O pedido partiu da própria corporação, que abriu um inquérito para investigar os fatos envolvendo a arma. No entanto, a PCDF havia solicitado que a oitiva fosse em modalidade virtual, realizada no dia 24. Moraes demandou que o depoimento fosse realizado presencialmente, no dia 23, em sua própria residência, para não violar a restrição de acesso a aparelhos eletrônicos.
O ministro também determinou que a defesa de Bolsonaro esclareça se houve a contratação de profissional de saúde para acompanhamento noturno, bem como se, neste turno, há a dispensa dos seguranças cedidos pelo Gabinete de Segurança Institucional (GSI), que o acompanham por ser ex-presidente da República.
Arma apreendida
Na noite de segunda-feira (16), durante a realização de uma blitz em Brasília, a Polícia Militar do Distrito Federal apreendeu uma pistola Glock G17 em posse de um militar ligado ao Gabinete de Segurança Institucional (GSI). A arma estava registrada no sistema do Exército como pertencente a Jair Bolsonaro.
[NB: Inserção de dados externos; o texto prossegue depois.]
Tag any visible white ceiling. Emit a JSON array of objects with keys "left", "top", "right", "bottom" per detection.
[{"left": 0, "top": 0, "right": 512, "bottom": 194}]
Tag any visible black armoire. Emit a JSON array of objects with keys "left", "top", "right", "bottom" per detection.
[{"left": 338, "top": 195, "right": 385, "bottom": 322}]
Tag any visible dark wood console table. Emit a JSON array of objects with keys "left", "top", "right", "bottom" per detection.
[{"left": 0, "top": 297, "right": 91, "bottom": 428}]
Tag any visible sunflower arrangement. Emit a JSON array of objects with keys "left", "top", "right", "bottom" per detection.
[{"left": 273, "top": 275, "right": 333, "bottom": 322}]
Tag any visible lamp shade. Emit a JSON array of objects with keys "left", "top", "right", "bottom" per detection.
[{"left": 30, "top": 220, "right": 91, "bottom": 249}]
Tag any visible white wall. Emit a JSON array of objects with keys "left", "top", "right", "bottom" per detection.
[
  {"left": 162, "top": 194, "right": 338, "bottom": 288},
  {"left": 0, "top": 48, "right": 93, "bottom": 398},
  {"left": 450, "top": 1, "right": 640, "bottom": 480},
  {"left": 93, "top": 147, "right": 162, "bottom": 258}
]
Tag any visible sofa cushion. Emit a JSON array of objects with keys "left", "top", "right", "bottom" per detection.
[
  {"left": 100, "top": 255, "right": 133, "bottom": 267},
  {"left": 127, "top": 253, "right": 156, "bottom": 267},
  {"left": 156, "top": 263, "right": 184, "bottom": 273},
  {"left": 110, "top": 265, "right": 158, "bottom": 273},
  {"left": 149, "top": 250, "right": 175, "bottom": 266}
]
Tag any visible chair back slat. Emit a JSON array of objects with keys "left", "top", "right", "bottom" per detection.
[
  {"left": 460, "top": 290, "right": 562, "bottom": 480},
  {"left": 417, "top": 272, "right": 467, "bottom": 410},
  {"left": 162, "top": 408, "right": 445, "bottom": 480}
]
A defesa do ex-presidente admitiu ao STF que a arma era dele, e que os policiais responsáveis pela custódia haviam retirado uma peça para que ela ficasse inutilizável para evitar acidentes enquanto Bolsonaro estivesse fazendo o uso de remédios psiquiátricos.
Ao perceber o defeito, Bolsonaro entregou a arma ao militar da sua equipe de segurança, a quem solicitou que levasse ao quartel para reparos e a devolvesse em seguida.
Segundo os advogados, a arma não foi entregue antes à polícia por não haver decisão judicial revogando seu porte, e que uma ordem nesse sentido seria prontamente acatada.